Grief Freezes in -30 °C

By Calypso Haine

It’s -30°C, and the hood on your car won’t close.

You freeze your fingers against the metal,
slamming it shut the way you were taught,
by someone you only see in pictures now.

You’re charging it—
but you can’t remember
if it’s always been this stubborn.

You can’t remember
if it was supposed to close before.

You can’t remember
what he told you,
how his voice sounded,
how his smile curved at the edges,
how his hand felt on your head—
proud, of course, but
but but but—
you can’t remember.

All you know is it won’t close now,
and you worry yourself sick over it.

If you were back two, three years ago,
you would’ve called your dad.
He would’ve picked up,
no matter the time,
to soothe your worries.

Now your septum freezes to your face,
two, three years older,
and the only way you can talk to him
is by looking up at the moon
and forgetting to remember.

Calypso Haine is a queer, transsexual, mixed nehiyaw and white poet currently living in amiskwaciywâskahikan.

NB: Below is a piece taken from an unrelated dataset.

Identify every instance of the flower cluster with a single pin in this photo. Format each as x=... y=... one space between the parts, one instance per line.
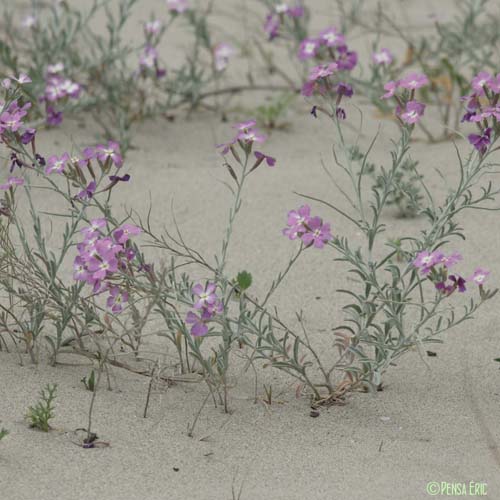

Their poetry explores themes of body and gender, nature, and community. For Calypso, art serves as a means of preserving emotions and people in a way that can be shared within a community. Their piece reflects on grief, focusing on the simultaneous processes of remembering and forgetting. Calypso explores the fear of forgetting a loved one after they’ve passed—forgetting their voice, appearance, or the things they once shared. The poem is rooted in Calypso’s own experience, years after their father’s death. After moving away from the place where they grew up with him, certain memories began to fade and were rewritten in the process. The remnants of their father became fractured, and the challenge of holding on to him through pictures only deepened this sense of loss. Though the spirit remembers, the mind struggles to keep up. Art, for Calypso, becomes a way to process and immortalize these feelings.